Penn. appeals judges allow cap on UIM insurance under 'limit of protection' clause
The ruling is a win for insurance companies after the state appellate judges rejected a challenge to an auto insurer's “limit of protection” clause.
In a matter of first impression, a three-judge Superior Court panel has ruled that a particular limit on the amount of underinsured motorist (UIM) coverage an insured may recover from multiple auto policies does not violate Pennsylvania’s Motor Vehicle Financial Responsibility Law (MVFRL).
And the decision is a win for insurance companies, after the judges rejected a challenge to an auto insurer’s “limit of protection” clause. The clause capped the plaintiff’s total available UIM coverage at the highest limit of a single one of her policies, rather than capping her coverage at the combined limit of the two policies she held.
The case addresses a previously unresolved question of “whether a limit of protection clause capping second priority UIM coverage to the highest limit of liability of any single second priority UIM coverage policy violates the MVFRL’s excess coverage requirement,” according to the opinion, authored by Judge Judith Olson.
And the appellate court’s ruling affirmed the trial court’s determination that the provision was enforceable. Attorneys for the plaintiff and defendant in the case, captioned Erie Insurance Exchange v. Backmeier, did not respond to calls for comment.
Excess coverage requirement
For defendant Erie Insurance Exchange, represented by Scott Tredwell and Glen Shikunov of McCormick & Priore, the decision meant the insurer owed plaintiff Elizabeth Beckmeier only $100,000 in UIM coverage — half the funds the plaintiff claimed she should have recovered.
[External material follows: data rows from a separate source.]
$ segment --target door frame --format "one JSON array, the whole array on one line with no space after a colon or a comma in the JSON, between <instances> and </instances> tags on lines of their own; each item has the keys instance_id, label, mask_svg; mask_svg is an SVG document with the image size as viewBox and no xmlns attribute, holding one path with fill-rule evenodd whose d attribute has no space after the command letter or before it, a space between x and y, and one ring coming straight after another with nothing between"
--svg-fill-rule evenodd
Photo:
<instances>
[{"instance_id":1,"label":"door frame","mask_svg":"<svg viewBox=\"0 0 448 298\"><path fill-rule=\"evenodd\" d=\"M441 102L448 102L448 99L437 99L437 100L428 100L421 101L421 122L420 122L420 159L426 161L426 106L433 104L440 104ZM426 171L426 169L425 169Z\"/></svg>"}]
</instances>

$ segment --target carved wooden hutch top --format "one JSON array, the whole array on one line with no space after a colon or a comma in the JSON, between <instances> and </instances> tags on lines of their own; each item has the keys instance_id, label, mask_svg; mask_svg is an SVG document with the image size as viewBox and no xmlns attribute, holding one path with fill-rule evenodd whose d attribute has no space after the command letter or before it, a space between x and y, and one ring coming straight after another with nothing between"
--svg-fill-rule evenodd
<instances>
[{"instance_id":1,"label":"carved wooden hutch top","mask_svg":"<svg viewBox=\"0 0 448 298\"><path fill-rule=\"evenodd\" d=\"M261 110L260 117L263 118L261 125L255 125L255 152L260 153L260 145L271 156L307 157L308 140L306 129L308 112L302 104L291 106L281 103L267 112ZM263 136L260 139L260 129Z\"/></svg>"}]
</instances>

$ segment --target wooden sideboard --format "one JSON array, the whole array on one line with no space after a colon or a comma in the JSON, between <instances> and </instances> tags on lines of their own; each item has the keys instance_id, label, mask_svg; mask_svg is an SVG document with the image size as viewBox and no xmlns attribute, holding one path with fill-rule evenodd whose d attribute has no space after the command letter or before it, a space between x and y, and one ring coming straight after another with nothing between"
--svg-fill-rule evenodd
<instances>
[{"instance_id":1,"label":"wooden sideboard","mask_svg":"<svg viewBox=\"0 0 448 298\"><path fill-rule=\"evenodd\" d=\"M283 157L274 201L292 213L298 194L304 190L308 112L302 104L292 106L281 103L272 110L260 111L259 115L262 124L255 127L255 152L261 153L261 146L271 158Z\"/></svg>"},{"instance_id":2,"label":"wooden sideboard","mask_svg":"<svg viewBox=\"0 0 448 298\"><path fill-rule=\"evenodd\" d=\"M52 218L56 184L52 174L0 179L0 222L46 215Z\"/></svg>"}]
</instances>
Beckmeier, represented by Craig Murphey of Purchase, George & Murphey, argued the “limit of protection” clause in her two Erie policies violated the MVFRL’s requirement that UIM coverage provides “excess” coverage, in which the insured recovers the value of their UIM coverage limit in addition to the value of the tortfeasor’s liability coverage.
Instead, Beckmeier claimed, the clause impermissibly provided her with only “gap” coverage, in which the insured’s UIM insurance covers the difference between the tortfeasor’s liability coverage and the insured’s UIM coverage limit.
The Superior Court judges, however, disagreed with the plaintiff’s interpretation.
The court determined that, contrary to the plaintiff’s arguments, stacking waivers Beckmeier had signed for each of her auto policies precluded her from combining the coverage limits of the two separate policies.
When the plaintiff knowingly and effectively waives stacking, the court ruled, the sort of “limit of protection” clause included in Erie’s policies does not violate the MVFRL’s excess coverage requirement.
In the plaintiff’s case, Olson wrote, the provision “merely implements the concept of waiver of stacking and does not create gap coverage in contravention of the MVFRL.”
The decision upholds the trial court’s judgment awarding $100,000 in UIM recovery to Beckmeier for an accident in which an underinsured motorist’s vehicle struck and killed her son.
Beckmeier contended she was entitled to $200,000 in benefits because her two policies provided up to $100,000 each. Instead, she recovered $50,000 from each policy, pursuant to the “limit of protection” clause.